Food Assistance Take-Up and Infant Health: Evidence from the Adoption of EBT
Abstract: More than 7 million individuals who were eligible for Supplemental Nutrition Assistance Program (SNAP) benefits in 2017 did not participate in the program. Incomplete take-up is common in many transfer programs, and may limit their effectiveness in reducing economic disparities. In this paper, I use a unique setting to shed light on the role that participation costs play in determining food assistance take-up, and to quantify the effects of increasing take-up on infant health at birth. I do this by studying a reform that made it easier to receive and use food assistance benefits in the US: the adoption of the Electronic Benefit Transfer (EBT) debit card for food stamp benefit disbursement.

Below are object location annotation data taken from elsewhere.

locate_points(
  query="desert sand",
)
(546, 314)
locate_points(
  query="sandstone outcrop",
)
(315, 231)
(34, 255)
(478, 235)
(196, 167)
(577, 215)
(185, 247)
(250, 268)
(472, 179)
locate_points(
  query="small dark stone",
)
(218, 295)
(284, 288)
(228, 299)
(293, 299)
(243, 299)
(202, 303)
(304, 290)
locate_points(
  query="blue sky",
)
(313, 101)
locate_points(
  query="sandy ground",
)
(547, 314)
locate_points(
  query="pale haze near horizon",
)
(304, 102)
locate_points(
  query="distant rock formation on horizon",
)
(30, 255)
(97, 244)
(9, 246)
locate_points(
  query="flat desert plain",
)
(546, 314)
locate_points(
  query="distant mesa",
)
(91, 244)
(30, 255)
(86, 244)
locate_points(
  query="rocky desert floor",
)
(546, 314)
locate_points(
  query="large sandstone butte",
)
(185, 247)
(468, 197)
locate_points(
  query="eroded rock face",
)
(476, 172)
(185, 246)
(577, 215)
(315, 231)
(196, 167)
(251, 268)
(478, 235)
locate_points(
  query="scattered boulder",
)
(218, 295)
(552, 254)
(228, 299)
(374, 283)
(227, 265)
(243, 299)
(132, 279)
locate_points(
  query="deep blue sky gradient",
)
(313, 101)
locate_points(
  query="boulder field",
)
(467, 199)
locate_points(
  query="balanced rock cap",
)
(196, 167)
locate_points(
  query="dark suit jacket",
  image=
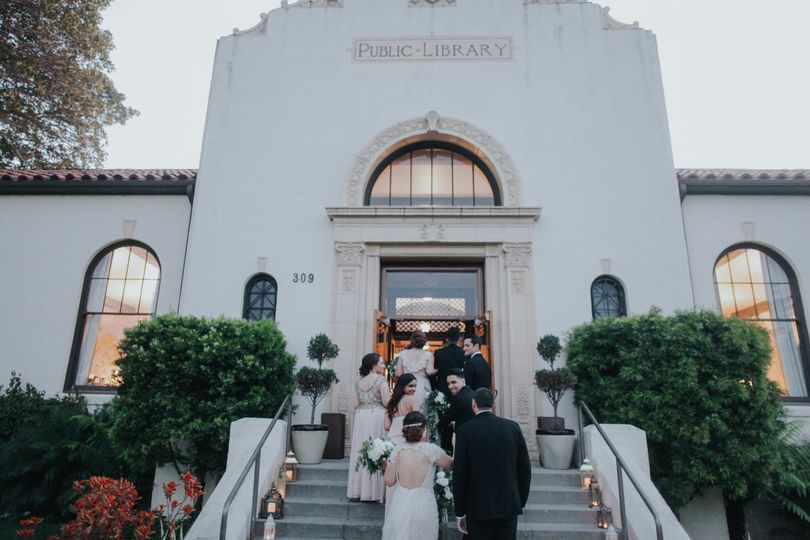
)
(460, 410)
(477, 372)
(491, 469)
(447, 358)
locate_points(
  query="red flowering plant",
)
(105, 509)
(173, 515)
(28, 527)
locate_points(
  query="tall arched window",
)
(260, 298)
(120, 289)
(432, 173)
(607, 298)
(757, 284)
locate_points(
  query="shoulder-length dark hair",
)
(399, 392)
(368, 362)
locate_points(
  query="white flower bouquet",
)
(373, 452)
(443, 489)
(435, 405)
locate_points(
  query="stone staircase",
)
(316, 507)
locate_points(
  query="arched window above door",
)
(432, 173)
(755, 283)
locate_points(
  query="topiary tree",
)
(185, 379)
(696, 384)
(314, 384)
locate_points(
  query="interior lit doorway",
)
(431, 298)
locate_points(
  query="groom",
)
(491, 473)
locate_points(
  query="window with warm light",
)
(120, 290)
(756, 284)
(261, 292)
(607, 298)
(432, 173)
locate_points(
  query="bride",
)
(413, 513)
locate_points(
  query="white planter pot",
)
(309, 444)
(556, 451)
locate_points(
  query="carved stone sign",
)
(432, 49)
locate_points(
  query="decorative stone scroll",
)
(350, 253)
(518, 254)
(433, 123)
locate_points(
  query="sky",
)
(736, 77)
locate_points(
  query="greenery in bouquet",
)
(443, 489)
(373, 452)
(436, 404)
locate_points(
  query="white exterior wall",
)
(47, 243)
(713, 223)
(579, 110)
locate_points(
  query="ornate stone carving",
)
(348, 280)
(312, 3)
(610, 23)
(518, 254)
(350, 253)
(431, 232)
(431, 3)
(432, 122)
(519, 282)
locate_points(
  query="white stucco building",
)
(374, 166)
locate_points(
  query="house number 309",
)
(303, 278)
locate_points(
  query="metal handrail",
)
(621, 467)
(255, 462)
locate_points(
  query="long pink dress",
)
(369, 421)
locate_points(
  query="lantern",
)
(269, 529)
(594, 493)
(291, 467)
(586, 473)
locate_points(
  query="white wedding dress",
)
(412, 512)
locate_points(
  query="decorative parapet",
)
(609, 23)
(432, 122)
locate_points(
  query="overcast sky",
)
(736, 76)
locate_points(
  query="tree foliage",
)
(185, 379)
(696, 384)
(56, 97)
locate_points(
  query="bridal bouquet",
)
(443, 490)
(435, 405)
(373, 452)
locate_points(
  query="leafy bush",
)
(185, 379)
(696, 384)
(314, 384)
(58, 445)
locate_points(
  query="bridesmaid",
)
(369, 418)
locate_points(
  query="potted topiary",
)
(309, 440)
(555, 442)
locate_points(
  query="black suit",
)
(477, 372)
(491, 476)
(448, 357)
(460, 412)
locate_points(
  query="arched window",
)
(432, 173)
(756, 284)
(120, 289)
(607, 298)
(260, 298)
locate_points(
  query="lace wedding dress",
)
(412, 512)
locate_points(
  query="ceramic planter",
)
(309, 441)
(556, 450)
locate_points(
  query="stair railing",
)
(255, 462)
(621, 469)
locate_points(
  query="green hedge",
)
(696, 383)
(186, 379)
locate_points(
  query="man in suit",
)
(448, 358)
(491, 473)
(476, 369)
(460, 410)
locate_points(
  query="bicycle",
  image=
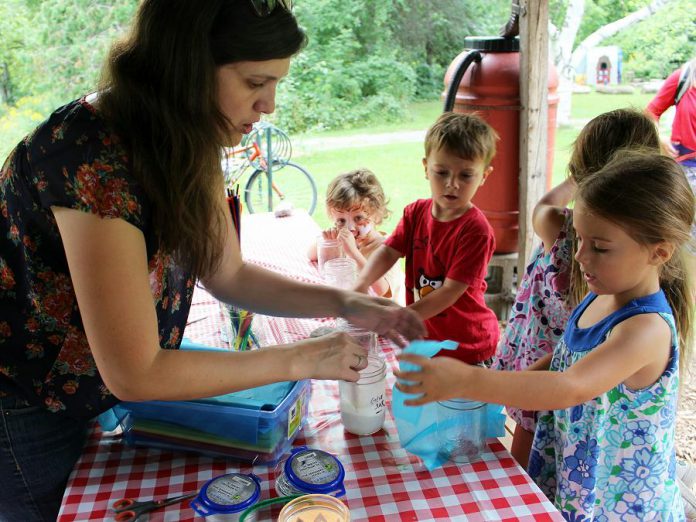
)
(275, 178)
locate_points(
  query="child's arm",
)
(636, 353)
(548, 218)
(377, 265)
(440, 299)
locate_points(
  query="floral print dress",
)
(612, 458)
(71, 160)
(539, 314)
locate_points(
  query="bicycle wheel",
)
(291, 183)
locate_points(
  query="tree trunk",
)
(565, 56)
(6, 95)
(563, 50)
(614, 27)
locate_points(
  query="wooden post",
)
(534, 51)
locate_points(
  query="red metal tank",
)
(489, 70)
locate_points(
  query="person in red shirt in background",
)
(447, 241)
(682, 143)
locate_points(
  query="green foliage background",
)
(366, 61)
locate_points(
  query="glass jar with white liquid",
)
(363, 403)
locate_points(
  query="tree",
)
(14, 42)
(566, 52)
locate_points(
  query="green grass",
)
(587, 106)
(399, 168)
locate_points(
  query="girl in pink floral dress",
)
(551, 285)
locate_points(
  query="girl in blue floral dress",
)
(604, 446)
(551, 286)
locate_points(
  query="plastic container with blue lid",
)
(226, 497)
(308, 471)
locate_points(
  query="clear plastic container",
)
(226, 497)
(327, 249)
(341, 272)
(312, 508)
(461, 428)
(309, 470)
(363, 403)
(364, 338)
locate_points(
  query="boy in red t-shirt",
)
(447, 241)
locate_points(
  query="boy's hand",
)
(439, 379)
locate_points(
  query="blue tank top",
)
(611, 458)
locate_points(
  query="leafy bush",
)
(654, 55)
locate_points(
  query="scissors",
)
(128, 509)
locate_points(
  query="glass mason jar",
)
(461, 429)
(364, 338)
(363, 403)
(341, 272)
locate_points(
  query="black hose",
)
(473, 56)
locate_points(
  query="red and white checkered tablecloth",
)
(383, 482)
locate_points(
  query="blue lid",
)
(315, 471)
(229, 493)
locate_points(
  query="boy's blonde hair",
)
(358, 188)
(466, 135)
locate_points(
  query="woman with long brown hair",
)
(112, 209)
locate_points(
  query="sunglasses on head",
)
(264, 8)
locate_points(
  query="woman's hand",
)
(332, 356)
(439, 379)
(382, 316)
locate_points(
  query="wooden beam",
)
(534, 46)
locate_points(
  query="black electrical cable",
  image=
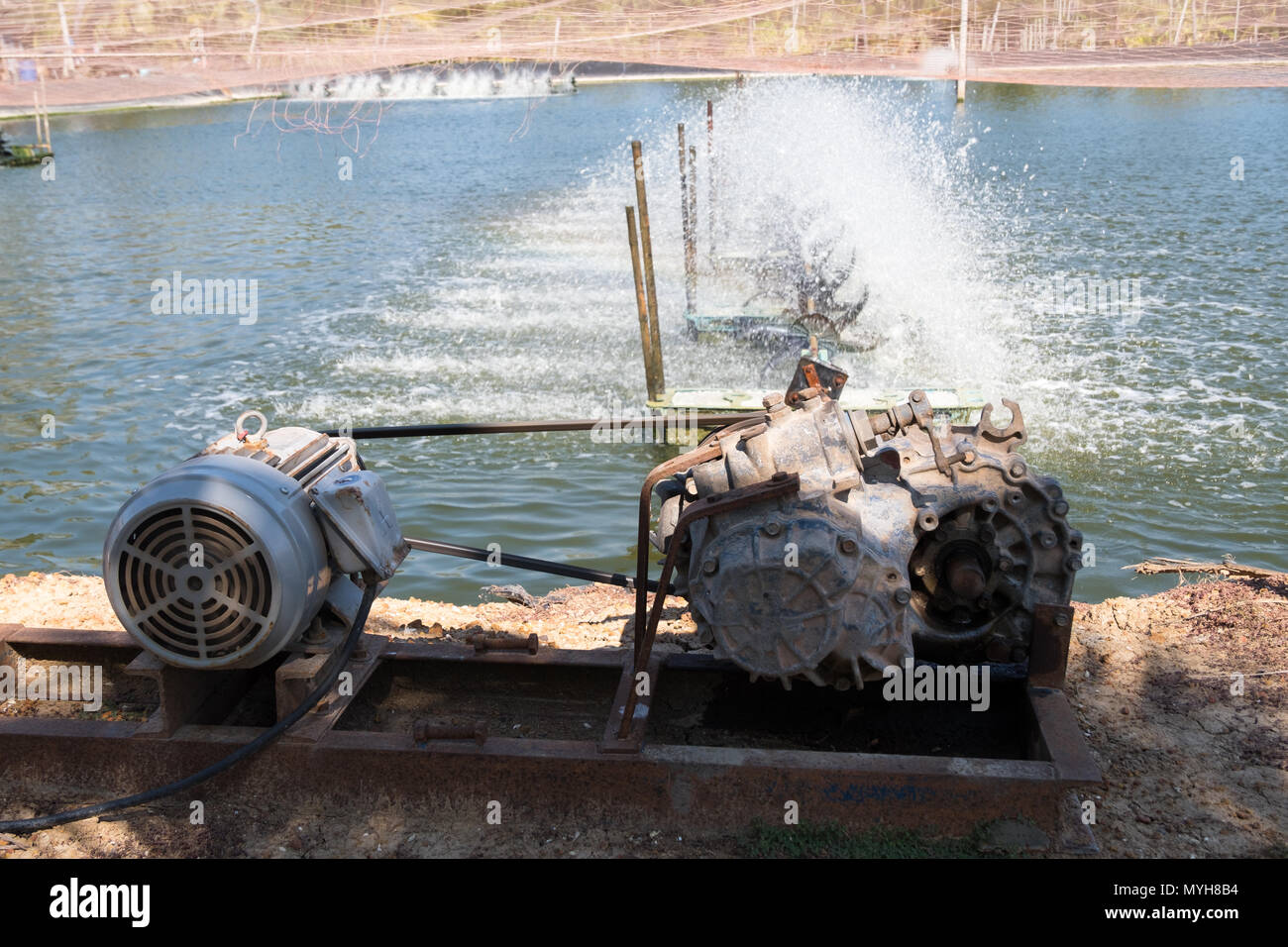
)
(59, 818)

I estimate event study regressions using the county level rollout of EBT in California between 2002 and 2004 and find that EBT adoption led to a large and persistent increase in caseloads and applications for the program, as well as higher retailer participation in high poverty neighborhoods. I document that this rise in food stamp benefit take-up led to a meaningful increase in average birth weight for births most likely impacted by the policy, with effects concentrated in the bottom half of the birth weight distribution. These estimates provide new evidence that reducing the barriers to participation in food assistance programs can lead to potentially large gains in health for disadvantaged children.
Cash Transfers and Child Well-Being: Historical Evidence from the 1940 ADC Program
Abstract: The adverse consequences of childhood poverty are extensive and long-lasting, suggesting an important role for government policies that have direct impacts on early-life outcomes. There is a large literature on the incentive effects of cash tax and transfer programs in the U.S., yet less is known about how these programs impact the children of recipients. In this paper I estimate the causal effect of unconditional cash welfare receipt on outcomes for low-income children by examining the effects of the first federally funded cash welfare program in the US, a means-tested program implemented as part of the Social Security Act of 1935. Using newly digitized data on the full population of the U.S. in 1940, I leverage discontinuities in benefit generosity across state borders to estimate effects of cash assistance within contiguous county pairs. I find that a one standard deviation increase in the maximum benefit was associated with a 2.5 percentage point increase in the probability of school enrollment for disadvantaged children, reductions in overcrowded living arrangements, and evidence of substitutions away from work towards schooling for older children. Consistent with the existing literature on the labor supply disincentives from unconditional transfers, I also find that higher benefit generosity is associated with reductions in maternal labor supply.
"Tattoos, employment, and labor market earnings: Is there a link in the ink?" (with Michael French, Phil Robins, Catherine Maclean and Bisma Sayed). Southern Economic Journal, 2016, 82(4): 1212-1246.